Rowani nodded. “I had the same thought.”

A long silence followed, punctuated only by the sounds of cookies being nibbled on.

“I’m fairly sure I met this unicorn,” Rowani said, almost in a whisper, as she gestured towards the two vials. “That first day of training. She and her foal joined us in the Meditation Grove for a while. I had never seen one before.”

“I saw one once, maybe eighty years ago. It was close enough to almost touch, but gone before I really realized what it was.”

“Seeing her was when I knew it was time,” Rowani said, staring at nothing. “Beautiful creatures. Awe inspiring. Maybe it was fate.”

“And the child is apparently a pet of one of the Rangers, now. This term gets stranger every day, it seems,” Maugra laughed.

“She’s a Beastmaster, too,” Rowani said, almost laughing as well. “Can you believe it? An actual Beastmaster?”

"As I said, ‘stranger every day’.”

There was silence for several minutes, both trainers deep in their own thoughts.

“What’s the first thing you’d want to do?” Rowani asked, picking up the vial, and looking at the silvery liquid inside.

“Hmm,” Maugra thought. Then she really thought. “Stretch without creaking,” was her final answer, “and without pain.”

“Oooo! I like that one. Much better than mine. I may steal yours instead.”

“What was it?”

“Get laid,” Rowani said, with a chuckle.

Soon that chuckle grew into a laugh, then the laughter was joined by Maugra. Both trainers laughed until they were out of breath, Maugra having a mild coughing fit as it began to wear down, Rowani wiping a tear from one of her eyes.

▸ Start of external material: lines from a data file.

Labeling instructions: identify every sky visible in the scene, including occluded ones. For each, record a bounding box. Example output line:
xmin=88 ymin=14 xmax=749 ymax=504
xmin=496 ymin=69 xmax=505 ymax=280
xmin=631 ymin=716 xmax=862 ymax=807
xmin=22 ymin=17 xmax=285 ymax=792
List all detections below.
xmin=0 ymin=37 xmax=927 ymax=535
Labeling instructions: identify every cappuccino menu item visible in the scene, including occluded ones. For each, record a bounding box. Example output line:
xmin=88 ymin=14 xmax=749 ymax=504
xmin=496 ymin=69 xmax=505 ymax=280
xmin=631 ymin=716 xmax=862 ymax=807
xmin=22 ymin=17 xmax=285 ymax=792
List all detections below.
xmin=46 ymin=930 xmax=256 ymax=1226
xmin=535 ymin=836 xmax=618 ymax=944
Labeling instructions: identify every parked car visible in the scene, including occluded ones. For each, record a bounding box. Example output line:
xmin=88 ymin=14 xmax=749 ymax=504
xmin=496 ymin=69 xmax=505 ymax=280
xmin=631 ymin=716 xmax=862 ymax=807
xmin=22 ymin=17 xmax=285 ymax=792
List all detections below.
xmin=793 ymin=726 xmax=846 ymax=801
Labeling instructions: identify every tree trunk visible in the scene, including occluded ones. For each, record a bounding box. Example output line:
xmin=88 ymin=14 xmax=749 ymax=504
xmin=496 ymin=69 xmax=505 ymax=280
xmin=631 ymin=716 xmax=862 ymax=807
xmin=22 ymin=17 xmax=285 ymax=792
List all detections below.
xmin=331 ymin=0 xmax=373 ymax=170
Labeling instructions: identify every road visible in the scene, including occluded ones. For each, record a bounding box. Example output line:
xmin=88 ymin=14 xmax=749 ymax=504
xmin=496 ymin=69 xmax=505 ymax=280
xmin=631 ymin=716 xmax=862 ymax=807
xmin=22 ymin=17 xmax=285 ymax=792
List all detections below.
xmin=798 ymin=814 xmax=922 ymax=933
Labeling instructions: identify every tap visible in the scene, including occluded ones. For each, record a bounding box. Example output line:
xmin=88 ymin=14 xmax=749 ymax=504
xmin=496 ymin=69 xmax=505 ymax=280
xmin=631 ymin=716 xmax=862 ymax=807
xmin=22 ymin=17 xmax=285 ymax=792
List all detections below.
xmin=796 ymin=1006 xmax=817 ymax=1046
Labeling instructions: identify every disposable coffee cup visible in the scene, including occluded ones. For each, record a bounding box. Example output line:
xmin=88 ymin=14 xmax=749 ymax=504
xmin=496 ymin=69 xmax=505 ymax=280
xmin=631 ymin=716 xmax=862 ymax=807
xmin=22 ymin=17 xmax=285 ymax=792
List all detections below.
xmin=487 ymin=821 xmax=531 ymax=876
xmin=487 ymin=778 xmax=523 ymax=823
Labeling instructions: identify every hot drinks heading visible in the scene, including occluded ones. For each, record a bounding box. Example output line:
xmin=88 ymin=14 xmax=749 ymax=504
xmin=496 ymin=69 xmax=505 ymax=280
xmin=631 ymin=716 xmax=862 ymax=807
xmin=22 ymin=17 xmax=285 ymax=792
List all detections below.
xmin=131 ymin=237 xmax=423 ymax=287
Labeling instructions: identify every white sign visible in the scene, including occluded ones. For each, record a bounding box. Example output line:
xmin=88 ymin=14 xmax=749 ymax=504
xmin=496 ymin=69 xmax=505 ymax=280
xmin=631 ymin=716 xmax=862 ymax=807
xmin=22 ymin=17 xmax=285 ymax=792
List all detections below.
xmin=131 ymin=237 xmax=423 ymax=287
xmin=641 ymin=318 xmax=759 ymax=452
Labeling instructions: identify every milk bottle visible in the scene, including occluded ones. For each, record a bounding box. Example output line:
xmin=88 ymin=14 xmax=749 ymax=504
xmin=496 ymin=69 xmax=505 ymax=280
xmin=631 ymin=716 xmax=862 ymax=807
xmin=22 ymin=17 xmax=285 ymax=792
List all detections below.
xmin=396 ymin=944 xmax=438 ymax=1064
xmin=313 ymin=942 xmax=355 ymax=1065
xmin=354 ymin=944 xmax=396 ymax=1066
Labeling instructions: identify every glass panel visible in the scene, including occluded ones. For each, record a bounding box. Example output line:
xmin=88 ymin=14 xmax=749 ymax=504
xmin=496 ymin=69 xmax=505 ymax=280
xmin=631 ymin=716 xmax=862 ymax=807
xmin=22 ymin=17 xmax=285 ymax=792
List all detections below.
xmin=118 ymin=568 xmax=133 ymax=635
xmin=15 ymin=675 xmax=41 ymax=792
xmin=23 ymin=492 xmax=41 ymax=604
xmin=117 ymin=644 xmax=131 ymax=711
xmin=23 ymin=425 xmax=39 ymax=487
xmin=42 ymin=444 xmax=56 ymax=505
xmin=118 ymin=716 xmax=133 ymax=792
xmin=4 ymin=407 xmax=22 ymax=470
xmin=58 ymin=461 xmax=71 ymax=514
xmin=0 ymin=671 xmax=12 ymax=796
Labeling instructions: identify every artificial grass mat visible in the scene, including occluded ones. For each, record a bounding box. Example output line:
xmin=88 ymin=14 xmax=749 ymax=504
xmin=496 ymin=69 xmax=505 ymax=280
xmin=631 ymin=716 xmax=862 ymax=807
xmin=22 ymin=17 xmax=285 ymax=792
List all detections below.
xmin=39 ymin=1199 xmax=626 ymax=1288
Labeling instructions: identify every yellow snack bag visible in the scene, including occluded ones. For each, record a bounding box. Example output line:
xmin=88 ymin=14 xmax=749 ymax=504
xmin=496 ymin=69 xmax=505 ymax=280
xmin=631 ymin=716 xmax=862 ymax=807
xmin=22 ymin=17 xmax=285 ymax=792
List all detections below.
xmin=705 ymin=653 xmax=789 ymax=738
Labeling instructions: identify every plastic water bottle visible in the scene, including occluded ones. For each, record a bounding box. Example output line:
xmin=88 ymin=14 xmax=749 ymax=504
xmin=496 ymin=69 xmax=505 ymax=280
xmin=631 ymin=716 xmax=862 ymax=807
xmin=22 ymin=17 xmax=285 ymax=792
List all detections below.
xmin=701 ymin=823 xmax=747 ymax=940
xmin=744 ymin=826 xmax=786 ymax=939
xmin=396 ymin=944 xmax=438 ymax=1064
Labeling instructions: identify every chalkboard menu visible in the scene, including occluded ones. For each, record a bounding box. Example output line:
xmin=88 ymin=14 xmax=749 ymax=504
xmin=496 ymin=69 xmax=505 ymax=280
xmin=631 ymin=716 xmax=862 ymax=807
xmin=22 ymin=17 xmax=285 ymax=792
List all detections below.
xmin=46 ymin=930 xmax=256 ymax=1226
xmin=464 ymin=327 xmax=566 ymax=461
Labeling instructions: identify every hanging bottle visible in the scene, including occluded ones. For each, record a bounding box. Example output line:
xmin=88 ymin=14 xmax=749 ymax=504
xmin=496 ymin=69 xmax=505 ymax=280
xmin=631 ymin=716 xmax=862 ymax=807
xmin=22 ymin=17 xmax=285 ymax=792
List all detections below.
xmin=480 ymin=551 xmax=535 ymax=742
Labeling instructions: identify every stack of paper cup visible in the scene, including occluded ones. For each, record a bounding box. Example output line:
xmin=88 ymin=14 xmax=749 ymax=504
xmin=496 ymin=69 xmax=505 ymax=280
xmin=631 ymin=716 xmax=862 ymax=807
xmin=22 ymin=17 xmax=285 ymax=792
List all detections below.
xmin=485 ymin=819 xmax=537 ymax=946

“I don’t know,” Maugra finally said, wiping one of her own eyes as well. “Yours sounds much better than mine.”

Rowani refilled their cups and both sipped for a bit, getting their composure back. “I’ll get about fifty years,” Rowani finally said, still staring into the bottle of time she was holding.

“Twice that for me, at least, from what the Gnome said. I’ll be about seventy or so, maybe even younger.”

“Younger than twenty for me; practically a child.”

There was another long silence as both trainers stared at nothing. Finally, Rowani said simply, “We’re really going to do this, aren’t we?”

The Shaman shrugged. “I think we both knew the answer when the little Ranger gave these to us.”

“Time in a bottle,” Rowani whispered, rolling the vial in her paw, before setting it back on the table next to the other.

Another few minutes passed, before Rowani reached over and switched the position of the two vials.

“What was that for?” Maugra asked.

“Mine had a little more. You could use a few more years and I didn’t want to risk waking up before puberty.”

“Going through that again would be awful!” the Goblin agreed, making a face. Then she gestured towards the bottles. “Thank you, Rowani. I truly mean that.”

Both stared at the floor for a long while, introspective and saying nothing. Then, nearly simultaneously they each reached for their respective vial, picking it up and removing the stopper.

“A toast,” Rowani said, holding it up. “To fixing regrets.”

“Damn! That was good. Better than the one I was going to make,” Maugra said, smiling.

“What was it?”

“To getting laid.”

“Apparently we’re supposed to talk to the Faun about that,” Rowani laughed. Both trainers clinked together, and, as one, swallowed more time.